Kiernan suggests that it was predominantly a racialist style of thinking that produced certain ideological quirks, expanded upon to include fetishization of agrarianism, cults of antiquity and territorial expansion in his book Blood and Soil.
Short suggests revolutionary influence from French-colonial education, marxism-leninism-maoism-stalinism, as well as the particulars of theravada buddhism, a combination of all these may have been the primary influence on the CPK and Pol Pot.
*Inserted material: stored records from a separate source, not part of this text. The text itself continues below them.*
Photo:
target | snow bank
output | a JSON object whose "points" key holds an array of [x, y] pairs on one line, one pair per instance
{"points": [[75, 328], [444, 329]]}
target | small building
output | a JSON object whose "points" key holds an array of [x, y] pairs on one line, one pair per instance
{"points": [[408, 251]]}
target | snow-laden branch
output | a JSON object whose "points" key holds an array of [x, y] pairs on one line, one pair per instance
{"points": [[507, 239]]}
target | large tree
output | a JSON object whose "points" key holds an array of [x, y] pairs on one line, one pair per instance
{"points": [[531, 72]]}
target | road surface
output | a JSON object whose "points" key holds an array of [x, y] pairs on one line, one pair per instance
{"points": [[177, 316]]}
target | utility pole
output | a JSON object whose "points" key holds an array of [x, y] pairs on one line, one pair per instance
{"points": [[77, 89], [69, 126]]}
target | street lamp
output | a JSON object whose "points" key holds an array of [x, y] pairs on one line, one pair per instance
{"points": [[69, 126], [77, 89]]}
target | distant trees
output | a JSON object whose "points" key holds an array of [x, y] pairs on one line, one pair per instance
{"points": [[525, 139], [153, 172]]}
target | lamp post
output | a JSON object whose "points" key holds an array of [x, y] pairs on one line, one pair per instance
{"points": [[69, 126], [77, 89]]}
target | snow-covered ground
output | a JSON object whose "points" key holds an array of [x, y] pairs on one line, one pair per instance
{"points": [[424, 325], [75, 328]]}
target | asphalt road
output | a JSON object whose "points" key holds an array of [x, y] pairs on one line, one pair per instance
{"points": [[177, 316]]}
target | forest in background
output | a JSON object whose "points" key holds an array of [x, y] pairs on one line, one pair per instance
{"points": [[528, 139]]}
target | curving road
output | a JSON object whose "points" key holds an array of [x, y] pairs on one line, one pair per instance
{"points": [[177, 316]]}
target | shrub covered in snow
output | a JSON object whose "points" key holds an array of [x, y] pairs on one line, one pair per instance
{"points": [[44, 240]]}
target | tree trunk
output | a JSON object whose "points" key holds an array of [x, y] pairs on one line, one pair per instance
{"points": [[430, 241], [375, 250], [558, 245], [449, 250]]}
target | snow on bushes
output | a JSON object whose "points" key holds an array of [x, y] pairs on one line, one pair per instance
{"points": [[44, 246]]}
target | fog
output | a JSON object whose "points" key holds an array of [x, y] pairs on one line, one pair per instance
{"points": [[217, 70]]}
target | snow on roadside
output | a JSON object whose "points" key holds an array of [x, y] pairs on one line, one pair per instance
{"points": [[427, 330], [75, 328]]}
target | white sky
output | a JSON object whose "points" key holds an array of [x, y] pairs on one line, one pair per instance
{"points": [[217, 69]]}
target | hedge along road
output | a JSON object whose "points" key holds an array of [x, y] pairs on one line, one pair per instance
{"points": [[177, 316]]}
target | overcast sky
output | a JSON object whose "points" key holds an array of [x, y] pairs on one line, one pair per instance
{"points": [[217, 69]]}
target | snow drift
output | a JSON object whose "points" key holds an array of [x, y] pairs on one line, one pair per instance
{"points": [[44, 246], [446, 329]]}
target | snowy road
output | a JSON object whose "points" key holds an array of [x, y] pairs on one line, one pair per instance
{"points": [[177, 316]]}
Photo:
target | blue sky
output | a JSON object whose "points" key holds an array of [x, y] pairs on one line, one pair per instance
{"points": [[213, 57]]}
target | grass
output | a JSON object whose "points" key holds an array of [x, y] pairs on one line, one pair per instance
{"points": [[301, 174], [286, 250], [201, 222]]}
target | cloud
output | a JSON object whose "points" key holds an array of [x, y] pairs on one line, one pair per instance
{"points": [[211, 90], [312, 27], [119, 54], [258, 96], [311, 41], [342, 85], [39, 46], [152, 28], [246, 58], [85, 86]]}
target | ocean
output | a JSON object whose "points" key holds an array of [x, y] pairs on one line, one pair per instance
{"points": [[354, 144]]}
Someone like Henri Locard in his collection of Khmer Rouge slogans also spells out the influence of Maoism and revolutionary thinking, which might be a handy resource for something like an exam. Easy to quote slogans and they are fairly explicit in their ideological underpinnings eg "with the Angka we will have a great leap forward a super great leap forward".
Hinton is another good historian for explaining the why... his book 'why did they kill?' and the essay's which formed it's foundation (that can be found on JSTOR I'm pretty sure) give a good look into the kind of psyche behind it.
For me, and as I've probably said in numerous answers I've made here on the topic, I generally go with the Philip Short style explanation - particularly if you are going to be talking about Pol Pot in particular. The biography he wrote, Pol Pot: History of a Nightmare is, in my view, one of the best books written on the subject.